About the second week of November I had enough of our leftover Halloween candy. I declared to my husband that it was finally time to kick the candy habit. Of course this excluded chocolate. I rarely get cravings for chocolate anyway. A little chocolate never hurt anybody, right? It was too late to take our leftover candy to a dentist for donation and I didn’t want to just throw it away. I put it in a bag and tucked it away in our pantry until I could figure out what to do with it. A week or two went by and I gave in to temptation. I just had to have some Swedish Fish and Sour Patch Kids. Not long after I started feeling like complete crap. There’s a reason for that. I just finished consuming complete crap. That was it. It was tough but I threw away what must have been $10 worth of candy. I hate throwing away money so that made me even more sick.

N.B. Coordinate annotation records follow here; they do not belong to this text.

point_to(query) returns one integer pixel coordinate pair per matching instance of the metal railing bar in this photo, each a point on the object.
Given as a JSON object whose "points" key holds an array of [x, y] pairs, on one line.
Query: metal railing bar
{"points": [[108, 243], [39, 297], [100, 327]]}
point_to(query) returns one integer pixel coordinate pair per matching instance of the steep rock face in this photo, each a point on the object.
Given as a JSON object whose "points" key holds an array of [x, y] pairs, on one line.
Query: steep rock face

Okay, I’m not THAT bad. In fact, I never could understand the whole let’s put sugar on cereal thing. What I really don’t understand is that it’s perfectly acceptable to eat a pastry for breakfast, but it’s frowned upon to have cake, pie, or ice cream for your first meal of the day. It makes me sad (and kind of sick to my stomach, literally) that everything needs added sugar these days to taste good. By whose standards, I don’t know.

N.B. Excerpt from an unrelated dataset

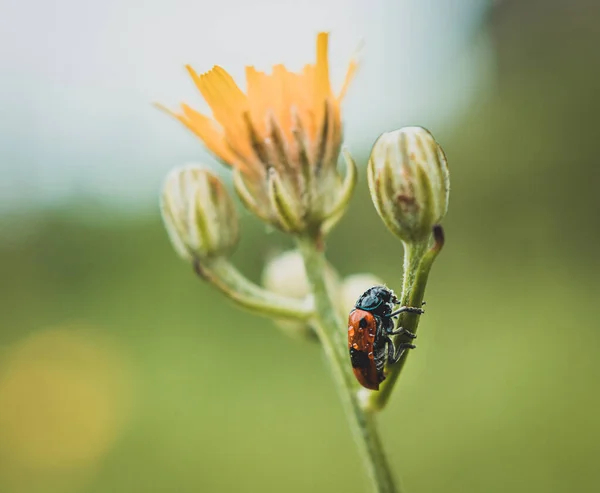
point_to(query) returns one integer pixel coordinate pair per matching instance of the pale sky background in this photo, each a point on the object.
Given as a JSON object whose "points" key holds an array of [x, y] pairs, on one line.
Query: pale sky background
{"points": [[77, 79]]}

This country is addicted to sugar and I am no exception. I love anything gummy and/or sour. Bears, worms, fruit, coca-cola bottles, etc. I obviously couldn’t have most of these after becoming vegan. It was a happy day when I learned Sour Patch Kids are vegan. Just because it’s vegan doesn’t mean it’s good for you, folks. Giving sugar the boot is one of the hardest things you can make me do. I’m trying to decide if I should cut it out completely or just the candy. No more ice cream, cake, cookies, or pie. Just kill me now. I absolutely love baking so I either need to try baking without sugar or I need to give up one of the few things I’m passionate about. I know I would feel a lot better so why is it so hard?
The thing is I have someone else to think about now. What I eat effects Twila. I got a rude awakening the day after I ate a ton of cupcakes. These were cupcakes I made from scratch so they weren’t full of junk. I wasn’t feeling well afterwards and I am convinced that I made her sick. The next day she threw up all over me and was fussy for most of the day. If “healthy” cupcakes can do that no wonder my stomach has gotten so sensitive when it comes to things that shouldn’t be in our food in the first place.
The other day I read an article on the 100 Days of Real Food website that was baffling, How Food Companies Exploit Americans with Ingredients Banned in Other Countries. I had no idea that the same products are made with different ingredients for other countries. That seems like they are making more work for themselves. Even though they know these ingredients aren’t good for us these companies use them just because we haven’t specifically said not to. That’s just like a bully telling their victim you’re going to eat this and you’re going to like it so deal with it. The shelves of grocery stores here in America are a chemical shit storm. They are going to continue to be until we stop allowing these companies to bully us. The more I learn about our food industry and the crap that they allow the more I want to move to Europe.
Peace out guys. I’m going where you can trust the food you’re eating isn’t slowly poisoning you. Go vegan. Eat whole food. Live a long and happy life.